Nicholas Clooney

What's Worth Keeping: On Humanness in the Age of AI

This post was co-written with AI — but the thinking, opinions, and anxieties are entirely my own.


I went to an interesting event recently. A thought experiment session — three short stories, each one a quiet provocation about AI, skill, and what it means to stay human in the middle of all this change.

I've been turning them over in my head since. As a software engineer who works with AI every single day — for code, for research, for posts like this one — I have a front-row seat to the tensions these stories describe. So here are my thoughts.


The thread running through all of it: humanness

The first story follows a junior lawyer who discovers that an AI has essentially dissolved the grunt work that was supposed to build her expertise. The third imagines a group of people gathering in a pub to ask themselves: is there anything you used to be able to think about that you can't anymore?

Different settings. Same underlying anxiety.

What's at stake isn't productivity, or even jobs — it's something harder to name. Human instinct. Human taste. Human judgement. The capacity to form a thought yourself before reaching for something that forms it for you.
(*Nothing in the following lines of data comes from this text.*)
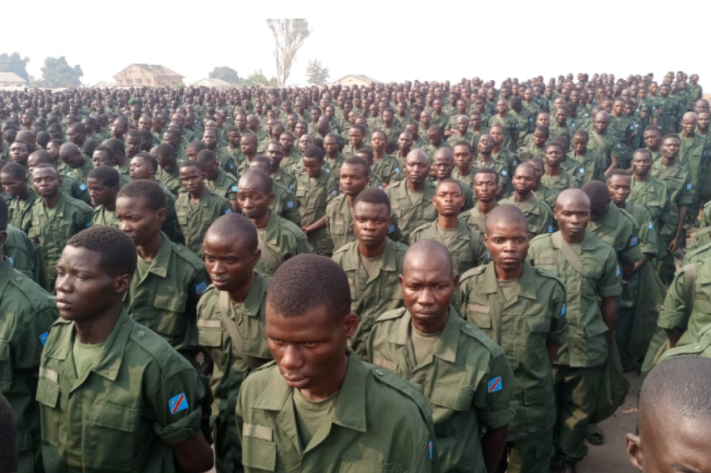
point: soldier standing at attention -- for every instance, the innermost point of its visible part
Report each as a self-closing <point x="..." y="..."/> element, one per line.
<point x="318" y="408"/>
<point x="429" y="344"/>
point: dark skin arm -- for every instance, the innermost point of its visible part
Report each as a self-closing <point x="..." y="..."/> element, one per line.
<point x="679" y="228"/>
<point x="492" y="444"/>
<point x="193" y="455"/>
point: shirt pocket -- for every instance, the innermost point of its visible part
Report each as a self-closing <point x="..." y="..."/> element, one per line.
<point x="5" y="368"/>
<point x="258" y="454"/>
<point x="48" y="397"/>
<point x="111" y="438"/>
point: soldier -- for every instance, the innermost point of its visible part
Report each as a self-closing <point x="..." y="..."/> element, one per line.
<point x="499" y="299"/>
<point x="537" y="212"/>
<point x="372" y="264"/>
<point x="230" y="322"/>
<point x="279" y="239"/>
<point x="169" y="279"/>
<point x="429" y="344"/>
<point x="314" y="190"/>
<point x="680" y="192"/>
<point x="103" y="184"/>
<point x="26" y="314"/>
<point x="411" y="199"/>
<point x="121" y="376"/>
<point x="346" y="414"/>
<point x="675" y="394"/>
<point x="465" y="245"/>
<point x="55" y="218"/>
<point x="13" y="178"/>
<point x="217" y="179"/>
<point x="197" y="208"/>
<point x="588" y="268"/>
I think these things are worth preserving. And I think the conversation about AI often skips over them too quickly.


On the job market — the short and long view

There's an uncomfortable economic reality sitting underneath these philosophical questions: AI is not just augmenting people, it's replacing roles. Entry-level and junior positions in particular — the kind of work that used to be how you broke in — are quietly disappearing.

In the short term, that means people without jobs. It hits juniors hardest, because so much of early-career office work — drafting, summarising, researching, reviewing — is exactly what AI does well and cheaply.

But here's what worries me more in the long term: a knowledge vacuum.

The senior people who carry deep expertise, hard-won instinct, and institutional memory will eventually retire. If there's no pipeline of junior and mid-level people who have gone through the process of building that expertise — because the grunt work that built it was automated away — who fills the gap? You can't shortcut your way to twenty years of pattern recognition.

I don't have a clean solution. But I think business, education, and government need to work through this together. There may be a short-term cost to investing in training juniors properly, in an age when AI makes it tempting not to bother. Long term, I think that cost is worth paying — for society, and for the businesses themselves.


Using AI is itself a skill

One of the junior lawyers in the first story, Omar, calls himself "the Centaur" — half-human, half-AI, the combination being more capable than either alone. I like that framing, and it maps onto my own experience.

Working effectively with AI is a genuine skill. It's not just prompting. It involves:

  • Providing the right amount of context, at the right level of specificity
  • Breaking bigger problems into sub-tasks that can be delegated to agents
  • Using different models or approaches to cross-check outputs
  • Building a knowledge foundation — standards, constraints, a framework — that the AI works within, so outputs align with your actual intentions

None of this happens automatically. It requires judgement, structure, and a critical eye. It is, in its own way, a craft.

But — and this is the part I want to hold onto — it only works if the human behind it is still actually thinking.


Critical thinking is the thing I worry most about

I can live with the idea that some skills atrophy with disuse. I grew up in China during the keyboard generation. I can type Chinese fluently, but my ability to write characters by hand has genuinely degraded. I notice it. I accept it. Writing by hand is a beautiful skill, but losing it hasn't hollowed me out.

I'm not sure I feel the same way about critical thinking.

For people my age, most of us had already formed our ways of thinking, researching, questioning, and creating before AI became what it is now. The habits were in place. We're now choosing — consciously or not — how much to lean on AI tools, and we have a baseline to return to.

But what about the generation coming up now?

If you grow up reaching for AI every time you need to learn something, form an argument, or produce creative work — does the underlying capacity still develop? Or does the shortcut quietly become the only route?

If those get replaced — or never form properly in the first place — I'm not sure what's left.


What I try to do

I use AI every day. I'm not going to pretend otherwise, or dress it up as something more romantic than it is.

But I try to stay the author of my own work. That means reading AI output critically, not just accepting it. It means forming my own view before I ask for help with it. It means asking whether something sounds like me — and caring about the answer.

The human behind the AI still matters. I believe that. I just think we need to be more deliberate about keeping it true.


Thanks to the Thought Experiment session for the provocation. The stories referenced are "The Centaur" and "The Thinking Gym", both by FG.